ANKARA, Turkey – Turkish Prime Minister Recep Tayyip Erdogan’s hopes of introducing a new constitution to replace the country’s military-drafted charter suffered a setback this week as the ruling Justice and Development Party (AKP) pulled out of a cross-party commission that had been working for more than two years to write a new guiding document. The development dealt a severe blow to Erdogan’s aspirations to create a more powerful presidency ahead of presidential elections next year, when the Prime Minister, who has dominated Turkish politics for more than a decade now, is expected to relinquish the premiership and run for president, a post he is thought to covet.
The collapse of the Constitution Conciliation Commission occurred when its chairman, Parliament Speaker Cemil Cicek, an AKP member, announced at a November 18 meeting of the panel that he was withdrawing from the charter-drafting commission and told his fellow panel members that his decision would be conveyed in a letter to the heads of the parties sitting on the commission.
Following Cicek’s announcement, the AKP, which holds 326 out of the 550 seats in Parliament but lacks the two-thirds majority needed to amend the constitution, said it had pulled out of the four-party committee, which also includes representatives from the Republican People’s Party (CHP), Nationalist Action Party (MHP) and the pro-Kurdish Peace and Democracy Party (BDP). The deputy leader of the AKP noted the commission’s inertia, saying it had agreed on just 60 articles in 25 months and that it still had to reach agreement on 112 additional provisions.
Whether a new constitution comes to fruition is of critical importance to the political trajectory of Erdogan, a controversial and polarizing figure who draws his political strength from the pious, socially conservative and more rural Turks that form the electoral base of the Prime Minister’s mildly-Islamist Justice and Development Party.

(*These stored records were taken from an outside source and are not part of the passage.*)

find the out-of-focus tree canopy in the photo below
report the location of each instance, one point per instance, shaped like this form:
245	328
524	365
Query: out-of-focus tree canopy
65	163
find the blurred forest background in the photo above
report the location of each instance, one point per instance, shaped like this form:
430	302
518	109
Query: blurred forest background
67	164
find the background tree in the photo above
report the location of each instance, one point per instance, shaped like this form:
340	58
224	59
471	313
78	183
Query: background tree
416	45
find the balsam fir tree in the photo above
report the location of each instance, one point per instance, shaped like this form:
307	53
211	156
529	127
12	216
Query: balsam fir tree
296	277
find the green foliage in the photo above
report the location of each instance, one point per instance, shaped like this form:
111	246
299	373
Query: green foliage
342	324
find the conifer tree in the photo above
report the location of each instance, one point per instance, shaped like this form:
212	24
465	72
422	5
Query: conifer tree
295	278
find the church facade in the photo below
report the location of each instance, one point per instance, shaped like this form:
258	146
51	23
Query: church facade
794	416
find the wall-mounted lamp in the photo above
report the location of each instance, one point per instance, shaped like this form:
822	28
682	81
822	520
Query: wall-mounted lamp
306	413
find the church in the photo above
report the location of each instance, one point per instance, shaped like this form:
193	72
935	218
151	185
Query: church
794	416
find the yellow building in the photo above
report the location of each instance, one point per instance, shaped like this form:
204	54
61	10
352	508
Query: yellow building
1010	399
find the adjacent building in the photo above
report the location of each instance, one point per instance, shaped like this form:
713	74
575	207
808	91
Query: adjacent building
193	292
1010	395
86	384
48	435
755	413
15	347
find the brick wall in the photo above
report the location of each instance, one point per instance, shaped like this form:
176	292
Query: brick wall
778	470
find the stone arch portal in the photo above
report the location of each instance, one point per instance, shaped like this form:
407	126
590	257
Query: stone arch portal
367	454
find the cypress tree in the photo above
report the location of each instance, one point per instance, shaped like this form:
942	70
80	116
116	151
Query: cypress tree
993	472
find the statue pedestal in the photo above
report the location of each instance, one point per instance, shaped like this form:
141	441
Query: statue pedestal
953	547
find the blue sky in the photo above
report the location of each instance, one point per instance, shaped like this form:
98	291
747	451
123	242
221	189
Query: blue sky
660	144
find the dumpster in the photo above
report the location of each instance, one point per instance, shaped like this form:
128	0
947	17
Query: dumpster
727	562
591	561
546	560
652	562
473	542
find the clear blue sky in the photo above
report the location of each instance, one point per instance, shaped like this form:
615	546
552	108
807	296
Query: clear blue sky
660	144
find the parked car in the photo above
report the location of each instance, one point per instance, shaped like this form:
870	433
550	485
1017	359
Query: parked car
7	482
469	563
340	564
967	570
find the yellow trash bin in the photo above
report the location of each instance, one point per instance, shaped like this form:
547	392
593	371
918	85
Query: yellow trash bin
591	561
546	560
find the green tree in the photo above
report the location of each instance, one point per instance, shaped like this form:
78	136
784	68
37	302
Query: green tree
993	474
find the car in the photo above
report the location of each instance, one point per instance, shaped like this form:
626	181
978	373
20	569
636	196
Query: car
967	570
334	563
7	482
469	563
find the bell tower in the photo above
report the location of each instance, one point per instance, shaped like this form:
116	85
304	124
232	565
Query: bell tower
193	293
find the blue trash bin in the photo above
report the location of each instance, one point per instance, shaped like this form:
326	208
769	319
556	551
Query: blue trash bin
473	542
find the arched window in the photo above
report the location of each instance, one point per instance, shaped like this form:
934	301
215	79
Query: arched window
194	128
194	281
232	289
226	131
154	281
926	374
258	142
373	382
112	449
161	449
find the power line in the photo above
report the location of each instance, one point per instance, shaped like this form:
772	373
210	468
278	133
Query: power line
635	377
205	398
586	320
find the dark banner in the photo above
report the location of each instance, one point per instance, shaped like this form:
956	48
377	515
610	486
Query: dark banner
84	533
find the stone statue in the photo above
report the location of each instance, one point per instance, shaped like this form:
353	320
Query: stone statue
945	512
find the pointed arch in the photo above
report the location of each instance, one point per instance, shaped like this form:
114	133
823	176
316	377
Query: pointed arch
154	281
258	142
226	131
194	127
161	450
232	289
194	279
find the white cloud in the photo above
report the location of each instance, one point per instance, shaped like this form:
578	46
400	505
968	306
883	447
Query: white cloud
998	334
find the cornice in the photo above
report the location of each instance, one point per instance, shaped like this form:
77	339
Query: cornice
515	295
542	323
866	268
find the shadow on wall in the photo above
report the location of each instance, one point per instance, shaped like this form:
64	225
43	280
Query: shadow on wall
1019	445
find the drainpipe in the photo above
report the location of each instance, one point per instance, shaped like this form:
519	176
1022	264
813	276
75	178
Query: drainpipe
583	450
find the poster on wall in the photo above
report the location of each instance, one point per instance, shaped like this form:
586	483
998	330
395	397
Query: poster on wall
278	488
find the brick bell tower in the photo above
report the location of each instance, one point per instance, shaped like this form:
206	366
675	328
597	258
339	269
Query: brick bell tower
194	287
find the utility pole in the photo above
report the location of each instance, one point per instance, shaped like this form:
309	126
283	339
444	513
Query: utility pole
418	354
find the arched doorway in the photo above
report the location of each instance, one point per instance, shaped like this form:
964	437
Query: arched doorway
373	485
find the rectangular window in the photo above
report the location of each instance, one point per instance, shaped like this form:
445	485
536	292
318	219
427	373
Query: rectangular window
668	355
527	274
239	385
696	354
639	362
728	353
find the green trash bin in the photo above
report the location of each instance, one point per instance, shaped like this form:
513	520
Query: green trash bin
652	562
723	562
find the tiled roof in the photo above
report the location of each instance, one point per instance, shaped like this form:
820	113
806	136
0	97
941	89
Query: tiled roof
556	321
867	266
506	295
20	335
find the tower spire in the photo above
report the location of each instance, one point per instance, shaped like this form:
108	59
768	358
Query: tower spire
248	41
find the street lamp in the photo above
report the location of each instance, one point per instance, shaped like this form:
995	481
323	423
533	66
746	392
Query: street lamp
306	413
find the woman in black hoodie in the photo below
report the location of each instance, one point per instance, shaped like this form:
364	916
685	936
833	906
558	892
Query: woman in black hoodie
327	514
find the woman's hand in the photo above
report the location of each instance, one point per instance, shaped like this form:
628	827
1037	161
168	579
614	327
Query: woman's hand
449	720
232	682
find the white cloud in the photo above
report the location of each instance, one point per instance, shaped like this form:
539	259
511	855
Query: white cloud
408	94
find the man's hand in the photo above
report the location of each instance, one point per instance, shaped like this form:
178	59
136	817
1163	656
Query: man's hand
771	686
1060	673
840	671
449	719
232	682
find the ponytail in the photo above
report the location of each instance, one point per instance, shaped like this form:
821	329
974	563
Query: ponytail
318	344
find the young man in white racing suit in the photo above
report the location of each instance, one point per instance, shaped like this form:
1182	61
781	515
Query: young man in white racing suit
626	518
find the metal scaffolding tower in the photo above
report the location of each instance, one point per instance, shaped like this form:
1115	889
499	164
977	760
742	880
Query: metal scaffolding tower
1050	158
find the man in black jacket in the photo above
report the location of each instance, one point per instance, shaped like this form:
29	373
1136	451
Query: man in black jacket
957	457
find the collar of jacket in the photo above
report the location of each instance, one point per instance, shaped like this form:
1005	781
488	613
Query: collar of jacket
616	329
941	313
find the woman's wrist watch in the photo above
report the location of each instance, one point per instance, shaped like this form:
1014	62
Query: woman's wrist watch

While Erdogan is loved by this newly ascendant class of pious conservatives from central Anatolia, he is despised and distrusted by urban, secular Turks. For years, these urban, secular elites could count on the support of Turkey’s staunchly-secular military, which staged three coups between 1960 and 1980 and forced an Islamist government out of office in 1997. Following the 1980 coup, the military promulgated a constitution that is still in effect to this day and is the charter that Erdogan is currently trying to amend.
During his more than decade long tenure, Erdogan and his Islamist AKP have taken a number of steps to clip the wings of the staunchly secular military and the equally religiously averse judiciary. In 2010, Erdogan and the AKP ushered through 26 constitutional amendments that, among other things, allow military personnel to be tried in civilian courts and bar civilians from being prosecuted in military ones. The 2010 amendments also give Parliament, dominated by Erdogan’s AKP, more control over appointing judges. The Prime Minister’s government has also presided over the prosecution of a plethora of prosecutions of high-ranking military officers, both serving and retired.
General Ilker Basbug, the chief of the military’s general staff until 2010, was recently sentenced to life in prison in a mass trial that resulted in the conviction of all but 21 of the 275 defendants being tried for allegedly plotting to overthrow Erdogan’s mildly-Islamist government. The idea of high-ranking military officers, let alone the former head of the armed forces, being tried in a court room, let alone a civilian one, is an idea that would be beyond the grasp of most Turk’s less than 10 years ago.
With the Armed Forces now confined to the barracks and firmly under the control of a civilian government, Erdogan has embarked on a quest rewrite a constitution drafted by the military more than three decades ago. This quest is partially motivated by the prime ministers desire to create a more powerful presidency, which he could then occupy after stepping down from the premiership. Erdogan, who is in the midst of this third term as Prime Minister, is banned by his party’s rules from serving a fourth tenure. He is widely reported to be angling for the presidency. Whether he is as successful at obtaining the job covets as he was at corralling the country’s armed forces is a question that has yet to answered.